Somewhat surprisingly, there was not a significantly greater exudation of eosinophils into the chambers at the LPR than at the DH sites, although the frequency of EG2+ (putatively activated) eosinophils was significantly higher in the LPR site exudates. However, the release of ECP, a cationic granule protein of eosinophils, was quite variable at both LPR and DH sites, resulting in a nonsignificant difference in mean ECP levels in these two response patterns. The ECP levels in the PAg site fluids, but not in the Candida site fluids, were significantly greater than at the solution B-treated (control) sites. A small percentage of the ECP found at both PAg and Candida sites could be derived from that present in the modest exudate containing plasma proteins released into the overlying skin chambers during the first 5 h of PAg and Candida challenge (2). However, previous immunofluorescence studies have shown marked deposition of eosinophil granule proteins in the dermis during the first 5 h of PAg challenge (21).

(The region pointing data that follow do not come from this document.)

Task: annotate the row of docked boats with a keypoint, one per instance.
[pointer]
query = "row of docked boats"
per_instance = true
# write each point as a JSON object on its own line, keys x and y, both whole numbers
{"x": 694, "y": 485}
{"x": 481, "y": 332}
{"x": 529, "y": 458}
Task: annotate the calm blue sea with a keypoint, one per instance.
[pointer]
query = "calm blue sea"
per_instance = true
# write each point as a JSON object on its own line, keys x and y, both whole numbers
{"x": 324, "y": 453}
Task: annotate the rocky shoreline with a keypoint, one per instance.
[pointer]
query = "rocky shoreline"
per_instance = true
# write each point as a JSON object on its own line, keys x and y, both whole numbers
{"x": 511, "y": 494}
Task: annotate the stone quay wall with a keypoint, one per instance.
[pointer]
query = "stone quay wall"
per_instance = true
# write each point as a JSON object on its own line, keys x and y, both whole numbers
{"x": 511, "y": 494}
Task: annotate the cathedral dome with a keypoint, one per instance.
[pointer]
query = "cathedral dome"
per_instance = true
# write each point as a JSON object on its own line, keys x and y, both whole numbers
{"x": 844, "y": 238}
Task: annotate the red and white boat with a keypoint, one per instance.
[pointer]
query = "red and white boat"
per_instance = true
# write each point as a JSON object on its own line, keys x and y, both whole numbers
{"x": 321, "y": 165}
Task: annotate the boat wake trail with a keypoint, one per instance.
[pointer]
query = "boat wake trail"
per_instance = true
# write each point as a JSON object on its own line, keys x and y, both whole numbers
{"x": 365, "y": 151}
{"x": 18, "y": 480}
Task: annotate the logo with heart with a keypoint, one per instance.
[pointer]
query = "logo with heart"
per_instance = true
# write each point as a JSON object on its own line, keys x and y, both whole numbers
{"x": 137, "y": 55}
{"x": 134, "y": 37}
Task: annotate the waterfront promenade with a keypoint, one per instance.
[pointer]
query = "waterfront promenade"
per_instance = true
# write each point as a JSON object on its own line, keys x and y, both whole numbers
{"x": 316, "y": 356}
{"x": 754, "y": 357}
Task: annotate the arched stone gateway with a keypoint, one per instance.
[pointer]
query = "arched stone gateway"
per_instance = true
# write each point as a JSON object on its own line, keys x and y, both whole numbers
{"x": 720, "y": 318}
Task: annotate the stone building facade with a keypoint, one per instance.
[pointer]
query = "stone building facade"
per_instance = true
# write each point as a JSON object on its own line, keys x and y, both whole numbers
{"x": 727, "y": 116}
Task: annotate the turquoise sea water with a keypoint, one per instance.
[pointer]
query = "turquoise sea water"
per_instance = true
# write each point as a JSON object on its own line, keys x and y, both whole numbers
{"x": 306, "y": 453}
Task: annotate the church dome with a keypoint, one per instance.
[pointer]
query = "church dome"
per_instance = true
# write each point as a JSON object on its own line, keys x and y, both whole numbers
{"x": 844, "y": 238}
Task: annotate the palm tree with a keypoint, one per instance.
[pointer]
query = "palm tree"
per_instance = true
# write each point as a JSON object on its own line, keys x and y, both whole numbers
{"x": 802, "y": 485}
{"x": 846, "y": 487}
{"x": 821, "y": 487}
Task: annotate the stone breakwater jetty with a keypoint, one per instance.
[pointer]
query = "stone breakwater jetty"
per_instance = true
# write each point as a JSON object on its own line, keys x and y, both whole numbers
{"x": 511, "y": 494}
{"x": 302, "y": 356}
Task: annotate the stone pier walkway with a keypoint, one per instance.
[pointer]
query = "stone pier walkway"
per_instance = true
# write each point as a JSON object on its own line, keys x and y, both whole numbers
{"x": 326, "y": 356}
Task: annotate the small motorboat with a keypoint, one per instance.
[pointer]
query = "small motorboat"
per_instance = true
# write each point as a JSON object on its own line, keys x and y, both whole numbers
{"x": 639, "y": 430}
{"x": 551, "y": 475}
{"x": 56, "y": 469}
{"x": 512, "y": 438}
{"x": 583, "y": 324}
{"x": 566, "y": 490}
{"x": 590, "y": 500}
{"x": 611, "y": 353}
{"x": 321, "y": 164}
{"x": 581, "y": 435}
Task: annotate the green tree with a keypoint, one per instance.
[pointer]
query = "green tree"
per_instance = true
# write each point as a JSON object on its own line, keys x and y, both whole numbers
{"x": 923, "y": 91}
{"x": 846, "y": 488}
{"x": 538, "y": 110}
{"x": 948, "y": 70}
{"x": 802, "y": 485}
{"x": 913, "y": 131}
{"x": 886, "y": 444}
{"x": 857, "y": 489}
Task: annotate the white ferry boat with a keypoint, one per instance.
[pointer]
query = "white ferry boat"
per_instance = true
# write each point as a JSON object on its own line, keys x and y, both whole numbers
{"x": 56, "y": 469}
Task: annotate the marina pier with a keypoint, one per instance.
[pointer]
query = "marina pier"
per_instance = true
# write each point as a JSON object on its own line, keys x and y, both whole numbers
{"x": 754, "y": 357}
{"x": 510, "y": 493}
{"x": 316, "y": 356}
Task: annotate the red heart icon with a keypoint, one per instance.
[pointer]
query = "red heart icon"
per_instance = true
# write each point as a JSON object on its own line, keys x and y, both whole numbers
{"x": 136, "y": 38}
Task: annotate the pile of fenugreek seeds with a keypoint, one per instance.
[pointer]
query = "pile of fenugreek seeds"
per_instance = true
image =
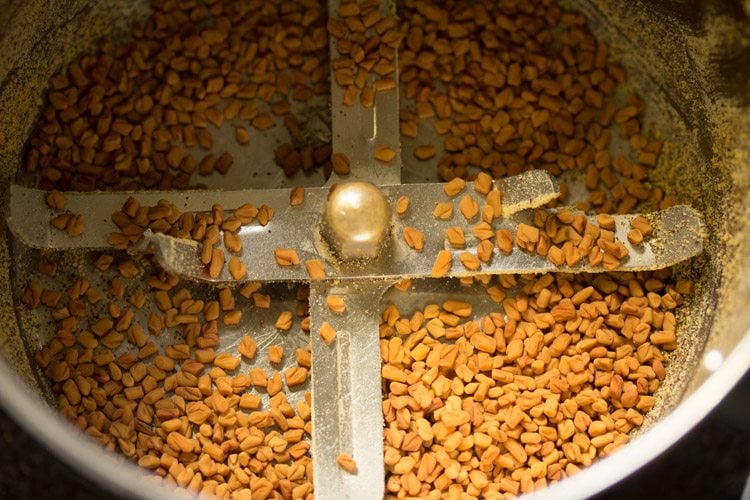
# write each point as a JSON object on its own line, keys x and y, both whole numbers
{"x": 489, "y": 406}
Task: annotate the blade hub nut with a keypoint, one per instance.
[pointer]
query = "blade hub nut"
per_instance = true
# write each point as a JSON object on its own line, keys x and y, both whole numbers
{"x": 356, "y": 220}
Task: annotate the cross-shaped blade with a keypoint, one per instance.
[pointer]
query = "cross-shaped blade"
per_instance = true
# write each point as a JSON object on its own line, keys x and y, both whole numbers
{"x": 347, "y": 414}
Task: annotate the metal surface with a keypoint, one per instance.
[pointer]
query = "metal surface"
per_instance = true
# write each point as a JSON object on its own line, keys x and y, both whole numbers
{"x": 45, "y": 37}
{"x": 347, "y": 412}
{"x": 356, "y": 220}
{"x": 357, "y": 131}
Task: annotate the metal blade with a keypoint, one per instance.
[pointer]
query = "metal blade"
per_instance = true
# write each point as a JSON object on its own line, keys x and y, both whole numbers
{"x": 30, "y": 217}
{"x": 357, "y": 131}
{"x": 347, "y": 415}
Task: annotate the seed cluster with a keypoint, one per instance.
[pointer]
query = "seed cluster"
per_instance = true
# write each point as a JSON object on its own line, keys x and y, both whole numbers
{"x": 126, "y": 116}
{"x": 188, "y": 413}
{"x": 515, "y": 400}
{"x": 367, "y": 43}
{"x": 208, "y": 229}
{"x": 516, "y": 86}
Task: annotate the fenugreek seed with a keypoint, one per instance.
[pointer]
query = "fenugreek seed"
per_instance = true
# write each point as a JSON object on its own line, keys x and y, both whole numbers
{"x": 226, "y": 361}
{"x": 367, "y": 97}
{"x": 340, "y": 163}
{"x": 504, "y": 240}
{"x": 385, "y": 154}
{"x": 469, "y": 207}
{"x": 243, "y": 136}
{"x": 284, "y": 321}
{"x": 297, "y": 196}
{"x": 296, "y": 375}
{"x": 454, "y": 187}
{"x": 55, "y": 199}
{"x": 643, "y": 225}
{"x": 275, "y": 353}
{"x": 414, "y": 238}
{"x": 470, "y": 261}
{"x": 232, "y": 317}
{"x": 237, "y": 268}
{"x": 483, "y": 183}
{"x": 442, "y": 264}
{"x": 402, "y": 205}
{"x": 425, "y": 152}
{"x": 635, "y": 237}
{"x": 494, "y": 200}
{"x": 217, "y": 263}
{"x": 247, "y": 348}
{"x": 384, "y": 84}
{"x": 606, "y": 221}
{"x": 265, "y": 214}
{"x": 443, "y": 211}
{"x": 286, "y": 257}
{"x": 347, "y": 463}
{"x": 485, "y": 251}
{"x": 336, "y": 304}
{"x": 327, "y": 333}
{"x": 315, "y": 269}
{"x": 232, "y": 242}
{"x": 455, "y": 237}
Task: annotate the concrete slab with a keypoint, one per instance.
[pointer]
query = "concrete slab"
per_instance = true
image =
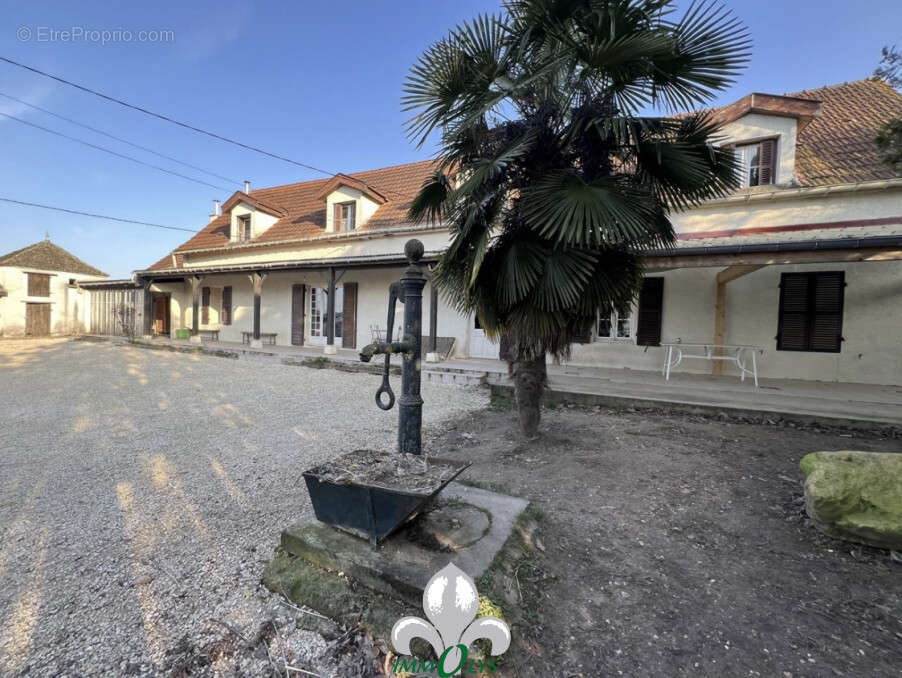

Members of our group have previously found elevated levels of RANTES in fluids from chambers overlying PAg challenge sites (24). RANTES is a potent attractant and activator of eosinophils (18). Unfortunately, there were insufficient amounts of chamber fluid available to compare RANTES levels at PAg and Candida challenge sites in the present study. mRNA for IL-5, a cytokine which can activate and prolong survival of eosinophils, has been found at LPR sites (15, 16). It has also been found that such IL-5 mRNA deposition correlates with the modest percentage of cells containing IL-5 protein (9). However, we have not found IL-5 protein released into the overlying chamber fluids at PAg challenge sites, possibly because of inadequately sensitive techniques.

Thus, it appears that LPR and DH reactions, which may appear grossly similar at 24 h after intradermal challenge, are characterized by different patterns of mast cell activation and granulocyte response during the first 5 h of challenge. The greater neutrophil responses at sites of developing LPR may be due to the higher local IL-8 levels at such sites. Further characterization of the causal inflammatory mediators may enhance our understanding of pathogenic mechanisms in these two types of immune responses.

ACKNOWLEDGMENT

This work was supported by NIH grant RO1 AI 14332.